The sun sizzled red in the sky as the front gate to the compound hissed open. Matthew squinted into the glare and checked his wrist meter. The temperature read 120 degrees Fahrenheit. Even with his radiation suit on he could feel sweat trickling down his neck, his skin beginning to burn under the solar radiation. Matthew gave a glance at the two others who were with him, his best friends Silas and Adam. Then, armored against the sun, they stepped out onto the cracked ground and began trudging toward the freeway.
Decades before, thousands of cars had streamed in and out of the city on this road, but now it was completely empty. The three boys gazed up at the fading billboards as they walked, signs advertising businesses that once catered to travelers: gas stations, restaurants, hotels. In the far distance, the towering skyscrapers of the city loomed on the horizon, the tips of the buildings wreathed in smog. Every few minutes, a transport train slid by on a track between the two lanes of the abandoned highway, windows tinted black against the sun.
Soon, panting, their skin burning, the boys found a station where they could catch the next train into the city.
At the station, a homeless man without a radiation suit was slumped over a bench.
“Give me your suit,” he grunted, putting his hand on Silas’s arm.
“No,” Silas said, pulling away. “Get your own.”
“Come on,” said the man. “Just for a few minutes. I’ll give it right back.”
Sweat poured from the man’s body and soaked through his yellowed shirt. His uncovered skin was beet-red and knotted through with black dabs of cancer. Matthew looked away, his stomach lurching with the sudden fear that the man would drop dead before their eyes.
At that moment, a transport train came sliding down the track toward them. It drew to a stop and the doors hissed open.
Silas stepped on first, then Matthew.
“Two for the Core,” Silas said, then jerked his thumb over his shoulder. “I’m getting his fare.”
“No,” Matthew said. “Let me pay for myself.”
Silas shook his head. “No way. You’re not paying for anything tonight.”
Matthew opened his mouth again to object, but Silas had already stripped back the sleeve of his radiation suit and passed his bare forearm below the scanner. His ident photo blinked on the screen, along with his account balance, showing a debt of more than 7,000 units. Matthew quickly glanced away and walked down the aisle, pretending not to have seen.

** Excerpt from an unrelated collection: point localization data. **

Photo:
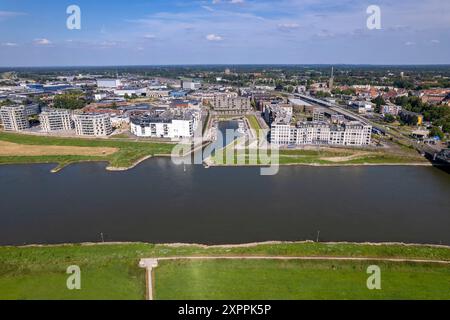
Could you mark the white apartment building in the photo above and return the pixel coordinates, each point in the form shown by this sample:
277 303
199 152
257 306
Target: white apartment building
171 124
108 83
14 118
191 85
321 133
229 104
56 120
98 125
391 109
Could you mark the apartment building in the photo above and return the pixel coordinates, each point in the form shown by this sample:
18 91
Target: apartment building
98 125
14 118
229 104
352 133
56 120
171 124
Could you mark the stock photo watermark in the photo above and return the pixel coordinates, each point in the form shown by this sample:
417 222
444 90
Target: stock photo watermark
74 280
374 280
374 19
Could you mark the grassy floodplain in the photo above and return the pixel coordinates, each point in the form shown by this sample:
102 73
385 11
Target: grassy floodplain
111 272
326 156
128 154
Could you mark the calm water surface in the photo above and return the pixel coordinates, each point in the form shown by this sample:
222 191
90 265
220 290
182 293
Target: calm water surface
161 202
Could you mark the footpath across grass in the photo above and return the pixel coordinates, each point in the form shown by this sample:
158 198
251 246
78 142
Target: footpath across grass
111 271
129 152
294 280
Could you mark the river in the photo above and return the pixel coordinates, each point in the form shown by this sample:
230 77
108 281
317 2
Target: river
159 202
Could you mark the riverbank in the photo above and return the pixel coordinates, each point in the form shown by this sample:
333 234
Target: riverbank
320 156
120 155
111 271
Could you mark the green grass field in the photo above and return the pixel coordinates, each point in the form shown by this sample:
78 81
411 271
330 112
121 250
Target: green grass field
296 280
112 272
129 152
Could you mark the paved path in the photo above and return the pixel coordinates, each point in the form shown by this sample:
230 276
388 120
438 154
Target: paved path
150 264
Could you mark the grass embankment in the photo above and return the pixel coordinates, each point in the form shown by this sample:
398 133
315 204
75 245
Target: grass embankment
293 280
325 156
112 272
127 155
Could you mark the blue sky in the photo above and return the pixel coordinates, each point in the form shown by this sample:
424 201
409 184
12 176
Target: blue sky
153 32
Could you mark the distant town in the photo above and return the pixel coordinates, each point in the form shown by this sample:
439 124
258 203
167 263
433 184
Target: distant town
342 106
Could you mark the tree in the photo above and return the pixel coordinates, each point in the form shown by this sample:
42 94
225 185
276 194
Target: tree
71 100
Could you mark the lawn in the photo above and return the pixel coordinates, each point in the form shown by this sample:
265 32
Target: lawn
326 156
128 153
293 280
112 272
254 123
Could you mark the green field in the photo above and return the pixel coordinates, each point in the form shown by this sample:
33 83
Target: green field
129 152
112 272
324 157
296 280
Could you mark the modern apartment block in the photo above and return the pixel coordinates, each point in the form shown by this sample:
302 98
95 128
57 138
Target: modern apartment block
108 83
14 118
228 104
171 124
352 133
87 124
56 120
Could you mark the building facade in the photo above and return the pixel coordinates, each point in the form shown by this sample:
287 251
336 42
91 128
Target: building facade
14 118
56 120
228 104
108 83
98 125
168 124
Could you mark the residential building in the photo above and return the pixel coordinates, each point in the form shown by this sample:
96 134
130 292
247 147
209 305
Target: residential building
89 124
228 104
108 83
321 133
56 120
32 109
191 85
319 114
391 109
14 118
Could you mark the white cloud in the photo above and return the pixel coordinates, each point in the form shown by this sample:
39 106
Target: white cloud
42 42
288 26
10 14
213 37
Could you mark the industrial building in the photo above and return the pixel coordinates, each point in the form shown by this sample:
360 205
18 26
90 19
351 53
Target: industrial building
14 118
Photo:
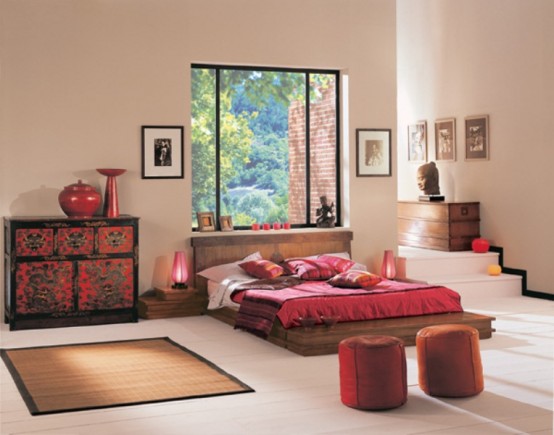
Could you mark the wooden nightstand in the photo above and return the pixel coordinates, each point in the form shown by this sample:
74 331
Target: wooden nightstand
167 302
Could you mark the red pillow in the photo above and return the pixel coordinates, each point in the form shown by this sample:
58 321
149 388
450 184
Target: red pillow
338 263
262 269
311 270
355 279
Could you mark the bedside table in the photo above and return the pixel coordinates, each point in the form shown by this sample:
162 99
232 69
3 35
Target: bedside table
168 302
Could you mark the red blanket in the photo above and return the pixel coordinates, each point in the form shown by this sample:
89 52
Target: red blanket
259 308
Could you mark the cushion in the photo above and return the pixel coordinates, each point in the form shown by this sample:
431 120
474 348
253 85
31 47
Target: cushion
220 272
262 269
355 279
338 263
311 270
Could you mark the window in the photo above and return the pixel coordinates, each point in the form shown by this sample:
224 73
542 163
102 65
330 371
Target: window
259 152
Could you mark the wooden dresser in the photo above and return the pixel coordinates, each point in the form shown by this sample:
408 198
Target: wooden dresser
70 272
443 226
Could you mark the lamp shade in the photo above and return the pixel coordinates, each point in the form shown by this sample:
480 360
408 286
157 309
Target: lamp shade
179 272
388 268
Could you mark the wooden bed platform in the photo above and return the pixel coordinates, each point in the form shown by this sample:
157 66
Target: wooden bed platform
211 250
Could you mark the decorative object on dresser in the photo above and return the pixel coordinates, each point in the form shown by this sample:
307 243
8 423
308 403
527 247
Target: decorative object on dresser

Silas took a seat next to Matthew as Adam paid his own fare. When it was the homeless man’s turn, he held out his arm and the screen blinked red: a negative balance of nearly 100,000 units.
The driver shook his head.
“No,” he said. “Too much debt. You can’t ride.”
The homeless man pleaded, his voice rising. “Please. Please, I can’t go back out there. You don’t understand. You have a suit. I have nothing!”
The driver stood and put one gloved hand on the homeless man’s arm, tried to guide him off the transport.
“No, don’t! I can find the money.” His eyes darted around the compartment, his face pleading. “One of these boys can pay for me!”
Silas and Adam looked into their laps, but Matthew didn’t look away.
The driver pushed at the homeless man harder, finally shoving him through the open doors. The homeless man’s heel caught on a crumbled piece of concrete, and he stumbled backward onto the platform.
The transport jerked forward, and Matthew turned his eyes to the front of the transport, did his best to put it out of his mind. Tried not to think about whether the homeless man would still be there when they got back, in the exact same spot: dead, his skin baking to a cracked brown in the merciless sun.
At that moment, Matthew couldn’t wait to ship off to space. To leave Earth behind. To get as far away as possible from this godforsaken, dying planet.